Что за невезуха! Сначала с яблоками, будь они неладны, а теперь лепят ему убийство, да не просто убийство, а убийство себя самого, хоть и в другом обличье. Если сейчас рвануть в бега, то точно поймают, и уже ничего не докажешь.
За оградой зарыдала сирена.
Вот, пожалуйста, ментовка тут как тут. Был Микшан, нет Микшана. Эти не отцепятся.
— Ишь, милый, как тебя задергало… Отвечай быстро и врать не вздумай. Что делал на берегу?
— Ничего! — отстрелил ответ Микшан. — Я и вовсе там не был.
— О, как хорошо! Я так понимаю, что и парней, которые тебя бросили, тоже не было. А кто был? Впрочем, можешь не говорить, сама догадаюсь. Ты лучше скажи, сколько тебе годочков?
— Что вы все пристали? Сколько есть, все мои.
— Это уже ответ. Все, говоришь, пристали. Первая это я, а кто еще? И опять же можешь не отвечать, догадаюсь сама. И все-таки, сколько тебе лет?
— Двадцать.
— А за вранье знаешь что бывает?
— Все равно двадцать.
— Пусть двадцать, хотя, на мой взгляд, не больше семнадцати, а по поведению судя, и вовсе двенадцать. Но давай тем временем я тебя ужином накормлю, а там и в город отправлю.
— Да я не хочу есть. И вообще, какой ужин? Утро еще.

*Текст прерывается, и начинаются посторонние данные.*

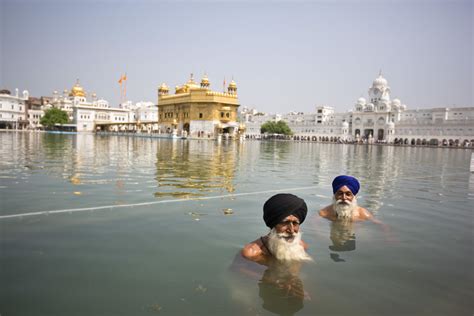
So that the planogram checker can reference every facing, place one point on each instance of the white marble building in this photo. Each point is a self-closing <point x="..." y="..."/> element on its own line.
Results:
<point x="13" y="109"/>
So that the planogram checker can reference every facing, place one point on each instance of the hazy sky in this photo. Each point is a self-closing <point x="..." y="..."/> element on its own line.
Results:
<point x="284" y="56"/>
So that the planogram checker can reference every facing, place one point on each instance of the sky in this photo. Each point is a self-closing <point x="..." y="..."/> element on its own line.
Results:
<point x="284" y="55"/>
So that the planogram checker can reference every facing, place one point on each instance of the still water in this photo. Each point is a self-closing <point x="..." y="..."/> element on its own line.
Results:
<point x="97" y="225"/>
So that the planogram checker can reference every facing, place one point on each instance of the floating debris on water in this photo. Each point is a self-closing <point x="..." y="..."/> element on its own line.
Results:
<point x="228" y="211"/>
<point x="196" y="214"/>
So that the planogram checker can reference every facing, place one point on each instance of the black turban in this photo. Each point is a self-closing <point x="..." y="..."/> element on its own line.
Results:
<point x="282" y="205"/>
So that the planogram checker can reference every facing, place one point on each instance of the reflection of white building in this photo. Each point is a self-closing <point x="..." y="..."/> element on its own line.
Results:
<point x="377" y="119"/>
<point x="12" y="109"/>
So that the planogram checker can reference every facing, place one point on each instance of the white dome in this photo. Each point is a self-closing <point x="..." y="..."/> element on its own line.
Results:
<point x="361" y="101"/>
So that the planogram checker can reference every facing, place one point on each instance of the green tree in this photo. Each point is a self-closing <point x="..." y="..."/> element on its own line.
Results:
<point x="54" y="116"/>
<point x="279" y="127"/>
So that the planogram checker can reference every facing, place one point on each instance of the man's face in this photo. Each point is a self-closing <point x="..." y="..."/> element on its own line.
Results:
<point x="344" y="194"/>
<point x="288" y="227"/>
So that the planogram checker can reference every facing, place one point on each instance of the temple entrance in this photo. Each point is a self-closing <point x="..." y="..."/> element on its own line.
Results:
<point x="368" y="133"/>
<point x="380" y="134"/>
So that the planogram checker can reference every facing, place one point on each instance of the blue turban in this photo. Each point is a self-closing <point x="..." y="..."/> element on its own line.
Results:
<point x="347" y="181"/>
<point x="282" y="205"/>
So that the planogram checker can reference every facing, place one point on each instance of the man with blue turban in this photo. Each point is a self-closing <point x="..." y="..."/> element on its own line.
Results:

— Не хочешь — не ешь. Была бы честь предложена. Только учти, может, сейчас и утро, но завтракать ты сегодня не завтракал. Обед тебе тоже не светит, от ужина ты только что отказался. А будет ли что покушать завтра утречком — вопрос гадательный. Я так полагаю, что завтра тебе опять же сидеть впроголодь. Так что не побрезгуй моими харчишками, а там, глядишь, и оказия до города объявится.
Жрать вообще-то хотелось. К тому же тетка обещала какую-то оказию до города. Тревожило другое. Уж больно напевно говорила тетка Клава, не говорят так деревенские бабы. Не скрывается ли здесь какая сказочность, не читанная в младших классах и таящая урок добрым молодцам. Хотя если потащила тебя судьба за нос, иди и не рыпайся.
— Давайте ужинать, — безо всякого энтузиазма произнес Микшан.
Клава быстро достала тарелки, пожелтевшие от времени, ставшие словно не фаянсовыми, а костяными, приволокла из-за печи большую кастрюлю.
— Тут я меня картопельная каша, а по-вашему, по-городскому, — пяре.
Навалила на тарелки от души картопельной каши, полила топленым маслом.
— А хорошо было бы к этакой пяре мясца побольше, гусочку жареную. Гусочку бы мы поприели, кости в миску сложили, полили жирком, что из гуськи вытопился, и снесли в хлев. А наутро: глядь-поглядь, в миске гусочка сидит, живехонька-здоровехонька. Хоть снова ощипывай — и на сковородку. Как тебе такое?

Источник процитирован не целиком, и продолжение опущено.